Llevaba seis años con Valeria. Los últimos meses habían sido ríspidos, como si se hubiesen mudado con ellos espectros asechantes que creían haber dejado atrás. Ella exigía dinero y atención entre otros ítems que él juzgaba bobadas de mujer e iban inflamando insidiosas mechas de violencia.

Antes, Miguel paliaba sus traumas hablando con Marcos, evitando ambos el analista. El consultorio era cualquier bar donde sirvieran el diván bien frío. Haber compartido años inocentes, la transición a ya no serlo, (cuando ambos se fijaron en Valeria -la Venus del barrio- y ella eligió a Miguel) e instrucción militar, les confería lealtad ciega. Pero eso había sido hacía mucho. Casi no se veían. El corte fue aquel operativo cuyo éxito hubiera promovido a Miguel a comisario, cuando halló un centro clandestino que conectaba drogas y prostitución a gran escala, e implicaba a un edil de esferas nacionales, quien, en apuros, obligó al jefe policial armar una cortina de humo a favor de su impunidad. Marcos fue martillo del inescrupuloso jefe, a sabiendas del perjuicio que obraría en Miguel.

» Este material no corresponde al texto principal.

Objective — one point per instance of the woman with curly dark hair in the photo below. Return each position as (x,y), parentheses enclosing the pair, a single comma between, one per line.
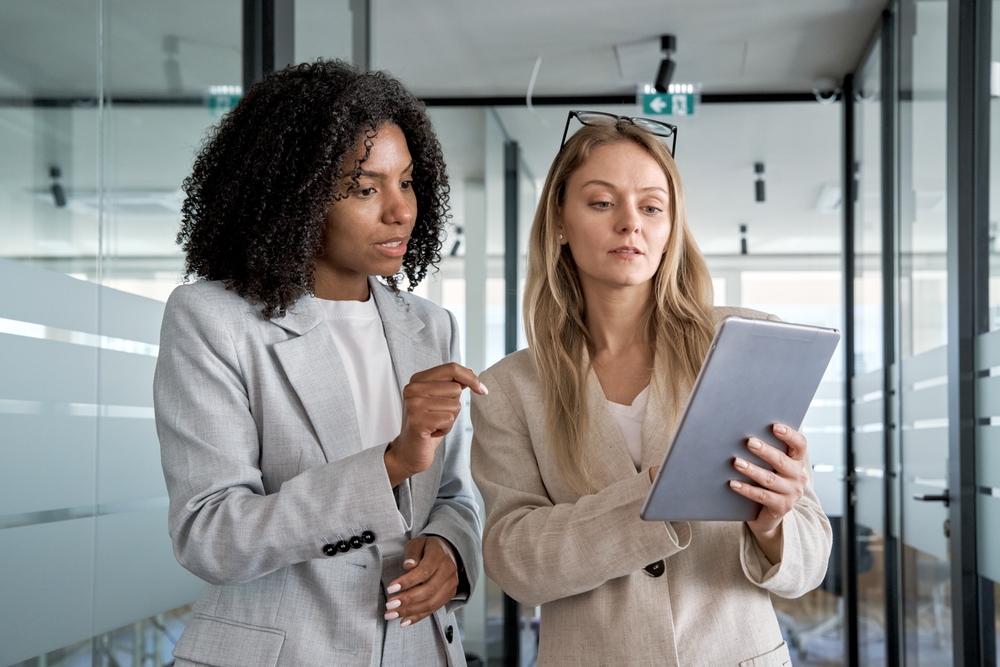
(306,411)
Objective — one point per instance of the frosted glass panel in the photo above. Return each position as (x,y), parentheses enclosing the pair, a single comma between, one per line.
(54,563)
(81,474)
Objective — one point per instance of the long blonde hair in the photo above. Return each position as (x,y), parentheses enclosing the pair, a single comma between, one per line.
(677,321)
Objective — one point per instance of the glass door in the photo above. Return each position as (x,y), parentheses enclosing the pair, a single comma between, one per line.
(922,334)
(867,385)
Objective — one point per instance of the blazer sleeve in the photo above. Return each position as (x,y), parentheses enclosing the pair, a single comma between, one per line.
(806,539)
(538,550)
(224,528)
(455,514)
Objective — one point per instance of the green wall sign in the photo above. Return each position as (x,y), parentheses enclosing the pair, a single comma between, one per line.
(668,104)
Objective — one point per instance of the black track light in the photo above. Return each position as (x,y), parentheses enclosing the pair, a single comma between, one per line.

Aquel famoso escándalo catapultó a Marcos a una selecta elite de privilegios, dinero negro y carta blanca en la corrupta parafernalia, y a Miguel a una seccional de cuarta, con la insalvable cruz en su foja. Al tiempo supo, y nunca perdonó. Que Marcos ostentara su intocable status no evitó que le bajara un diente y estampara una notable cicatriz nasal, saldando la traición.

Alternando operativos, relevos y legajos de un lado a otro, Miguel acababa extenuado, y esa lasitud psicofísica volvía a torcer su eje emocional hacia Valeria, la mujer que lo subyugaba cual múltiple imán obsesivo desde la adolescencia. Volvía como si lo que había pasado antes de irse nunca hubiera sido, con ímpetu para luchar por la débil llama que los unía en dispersas felicidades, trataba de obviar la nociva cara de la moneda, sobrestimando el insípido valor de algunas horas calmas que la escasez de afecto exaltaba a rango de amor mayúsculo. Algunos días se secaban en silencio, y muchos entre gritos y portazos de litigios que se cobraban piezas ornamentales, sisando de a poco la decoración de la casa.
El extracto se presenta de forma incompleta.